MAERB Competencies Evaluated in this Project
Third Party reimbursement VIII.C
1. Identify
a. Types of third party plans
b. Information required to file a third party claim
c. The steps for filing a third party claim
2. Outline managed care requirements for patient referral
3. Describe processes for:
a. Verification of eligibility for services
b. Precertification
c. Preauthorization
4. Define a patient-centered medical home (PCMH)
5. Differentiate between fraud and abuse
Procedural and Diagnostic Coding IX.C
1. Describe how to use the most current procedural coding system
2. Describe how to use the most current diagnostic coding classification system
3. Describe how to use the most current HCPCS coding
4. Discuss the effects of:
a. upcoding
b. downcoding
5. Define medical necessity as it applies to procedural and diagnostic coding
Case Study I
As the Medical Insurance Specialist individuals addresses all the tasks that are completed by administrative staff members during the medical billing process. You will prepare an analysis of the case study as it relates to the questions below, using knowledge gained from in-class discussions.
Scenario: A patient shows the following insurance identification card to the Medical Insurance Specialist for medical treatment for the following medical treatment: Richard Moore COPD flare: Patient has a long history of COPD requiring multiple hospitalizations. Inpatient status is required secondary to hypoxemia, for which supplemental oxygen is needed, aggressive bronchodilator therapy and the risk of rapid deterioration. In anticipation of discharge the patient will require home health services.
Notice to Members and Providers of Care
To avoid a reduction in your hospital benefits, you are responsible for obtaining
Certification for hospitalization and emergency admissions. The review is required
Regardless of the reason for hospital admission. For specified procedures, Second
Surgical Opinions may be mandatory.
For certification, call Utilization Management Services at 800-837-8808:
• At least 7 days in advance of Scheduled Surgery of Hospital Admissions.

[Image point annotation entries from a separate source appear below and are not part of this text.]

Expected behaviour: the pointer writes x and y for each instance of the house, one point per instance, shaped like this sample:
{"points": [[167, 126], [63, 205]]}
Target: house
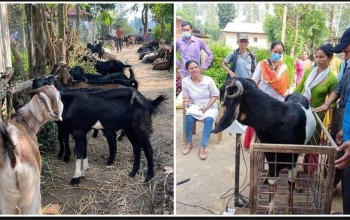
{"points": [[87, 24], [84, 16], [257, 36]]}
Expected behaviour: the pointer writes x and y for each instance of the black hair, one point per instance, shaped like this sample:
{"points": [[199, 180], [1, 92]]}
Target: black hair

• Within 48 hours after Emergency Admissions or on the first business day following
Weekend or holiday Emergency Admissions.
CONNECTICUT PILGRIM HEALTHPLAN C/O
Robert S. Weiss & Company
Silver Hill Business Center
500 S. Broad Street
P.O. Box 1034
Meriden, CT 06450
(800) 466-7900
THIS CARD IS FOR IDENTIFICATION ONLY AND DOES NOT ESTABLISH ELIGIBILITY FOR
COVERAGE BY CONNECTICUT HEALTH PLAN. Please refer to your insurance booklet

CONNECTICUT PILGRIM

INSURANCE INFORMATION
I.D.#: 1002.9713
Employee: RICHARD MOORE
Group #: A0000323
Eff. date: 03/01/2010
Status: Dependent Coverage? F
In-network: $25 Co-Pay
Out-of-network: $250 Ded; 80%/20%

Front Card

Directions: You will prepare an analysis of the case study as it relates to the questions below. When completing this assignment use complete sentences.
1. Identify What Type of Health Plan
o What type of third party plan is in the case above?(VIIIC1a)

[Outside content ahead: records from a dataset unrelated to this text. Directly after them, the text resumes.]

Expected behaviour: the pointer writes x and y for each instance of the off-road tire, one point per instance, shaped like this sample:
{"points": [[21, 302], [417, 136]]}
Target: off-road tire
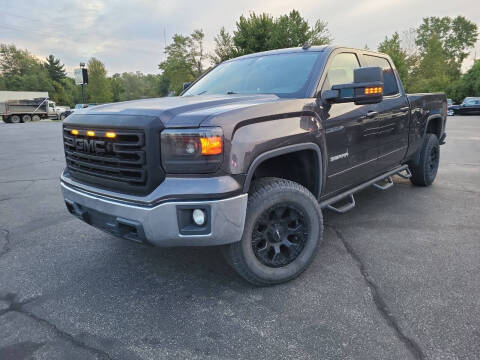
{"points": [[425, 171], [265, 194], [15, 119]]}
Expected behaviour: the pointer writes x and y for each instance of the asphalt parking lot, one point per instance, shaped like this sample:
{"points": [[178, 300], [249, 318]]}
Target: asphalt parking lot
{"points": [[398, 277]]}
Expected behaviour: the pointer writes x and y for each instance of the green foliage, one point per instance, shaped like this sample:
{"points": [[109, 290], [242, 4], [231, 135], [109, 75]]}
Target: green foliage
{"points": [[392, 47], [467, 85], [441, 46], [253, 34], [184, 62], [432, 73], [456, 36], [262, 32], [292, 30], [16, 62], [224, 47], [55, 70], [98, 89]]}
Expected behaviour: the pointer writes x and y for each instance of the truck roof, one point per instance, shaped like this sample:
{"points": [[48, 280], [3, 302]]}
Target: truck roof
{"points": [[300, 49]]}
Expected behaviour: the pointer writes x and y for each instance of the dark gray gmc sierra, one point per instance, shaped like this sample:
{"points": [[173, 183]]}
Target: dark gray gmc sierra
{"points": [[250, 153]]}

o What information is required to file a claim in the case above? (VIIIC1b)
o What steps are required to file a claim in the case above? (VIIIC1c)
o Outline the required procedure for obtaining a referral. (VIIIC2)

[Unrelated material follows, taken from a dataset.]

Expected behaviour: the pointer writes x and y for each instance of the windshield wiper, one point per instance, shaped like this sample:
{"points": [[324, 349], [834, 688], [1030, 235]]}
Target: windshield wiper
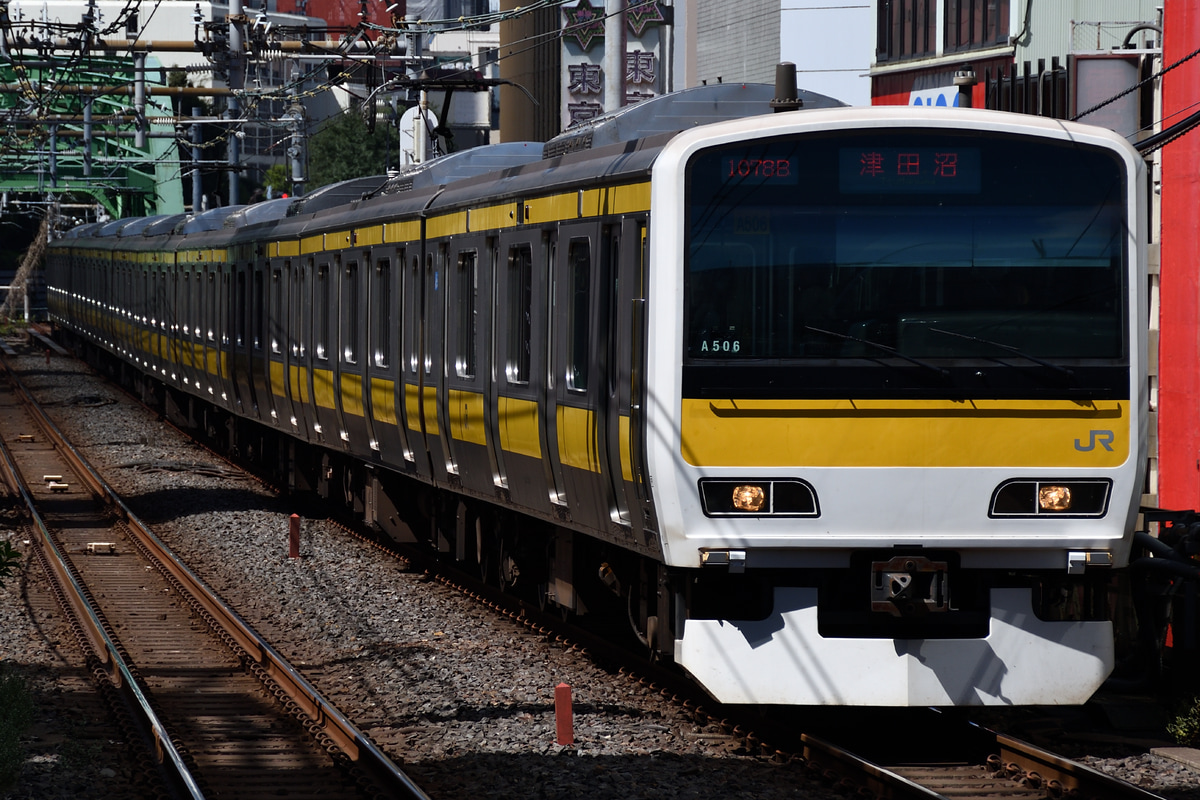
{"points": [[1008, 348], [885, 348]]}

o What steps are required to verify if the patient is eligible for services, before the patient can be admitted to the hospital? (VIIIC3a)
2. In the treatment of Outpatient and Inpatient service will Mr. Moore need a referral or preauthorization? Explain why and describe the process. (VIIIC2; VIIIC3c)
3. Prior to discharge the patient needs precertification for home health services. What is the process for obtaining precertification for these services? VIIIC3b)
4. Define a patient-centered medical home service. (VIIIC4)
5. Describe and identify the difference between fraud and abuse. Provide at least one example of each.